Within the prophecy about the king dying, how that's phrased and how it relates to the PC's also matters.

If it says "the PCs shall kill the king and save the kingdom" or some such, that doesn't mean it's a done deal. Dice have to be rolled, fights have to happen. But it does indicate that going to kill the king is a good idea and that it will result in a happy ending if they are successful. It may also be possible the players come up with an alternative, like arresting the king, or even talking him into being a good guy. Which of course invalidates the prophecy but still might be a good outcome.

Since that prophecy implies player action, you have to plan for players rejecting that action (doing something in opposition) or accepting that recommendation.
 

Altering time to create a new history is the exact same thing but different.

Only in quantum-mechanical many-worlds universes.

The QM many-worlds theory is that any time a choice is made, the universe splits into separate streams, one for each possible result. You making a choice and taking an action *is* an instance of rolling the dice. But, what happens is that we get one branch for every choice you cold have made. If you are in this universe, and you change history, all you do is create a new branch on the tree. The old one still exists. Stopping a disaster is kind of a Pyrrhic victory, because the universe in which you didn't still exists.

It is only in single-timestream cosmologies that there's much point to time-travel. Only here does altering the past actually mean that no future ever sees the event you stopped.
 

Only in quantum-mechanical many-worlds universes.

The QM many-worlds theory is that any time a choice is made, the universe splits into separate streams, one for each possible result. You making a choice and taking an action *is* an instance of rolling the dice. But, what happens is that we get one branch for every choice you cold have made. If you are in this universe, and you change history, all you do is create a new branch on the tree. The old one still exists. Stopping a disaster is kind of a Pyrrhic victory, because the universe in which you didn't still exists.

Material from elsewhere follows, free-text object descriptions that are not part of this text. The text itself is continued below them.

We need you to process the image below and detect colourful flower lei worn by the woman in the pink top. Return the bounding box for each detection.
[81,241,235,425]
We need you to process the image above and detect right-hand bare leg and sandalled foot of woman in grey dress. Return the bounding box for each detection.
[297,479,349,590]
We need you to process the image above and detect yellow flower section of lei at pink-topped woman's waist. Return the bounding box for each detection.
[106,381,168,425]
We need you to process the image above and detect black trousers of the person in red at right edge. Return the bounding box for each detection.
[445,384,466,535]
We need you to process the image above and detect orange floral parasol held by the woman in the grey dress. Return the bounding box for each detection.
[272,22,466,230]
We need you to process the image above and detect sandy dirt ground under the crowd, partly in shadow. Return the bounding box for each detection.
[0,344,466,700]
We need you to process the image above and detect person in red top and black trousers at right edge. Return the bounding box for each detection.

It is only in single-timestream cosmologies that there's much point to time-travel. Only here does altering the past actually mean that no future ever sees the event you stopped.

I'd say yes and no it doesn't matter in many-worlds.

If you remain stuck in "this sucks" reality, sure, it doesn't matter that Adolf was killed as a baby.

But hopping over to the sweet and pleasant "I killed Hitler and it's great" reality means you get to live in that blissful paradise, regardless of what those sorry saps in the other reality have to put up with.

It's not about the other realities still existing. It's about getting to the good reality and leaving the bad reality. Relativity at its most literal. Where is the observer.
 


I have tried to do this a lot. I have tried keeping it vague, and keeping it mysterious, and the answer I have gotten over the last 20ish years is simple...

Players WANTING the prophecy is the trick... just like the real world, people will in there minds make connections. Let them. If the players want the prophecy (not the character the player) then it can feel like it worked.


Edit: it works best when one player LIKES to be the smarty pants and figure things out, AND the gm totally goes with the flow.

Example: The player says "Hey when X said Y they meant this..." then the storyteller says "Yea, way to go I didn't think it would be so clear...way to go take a bonus xp" the real reason for that bonus XP was he had a good argument.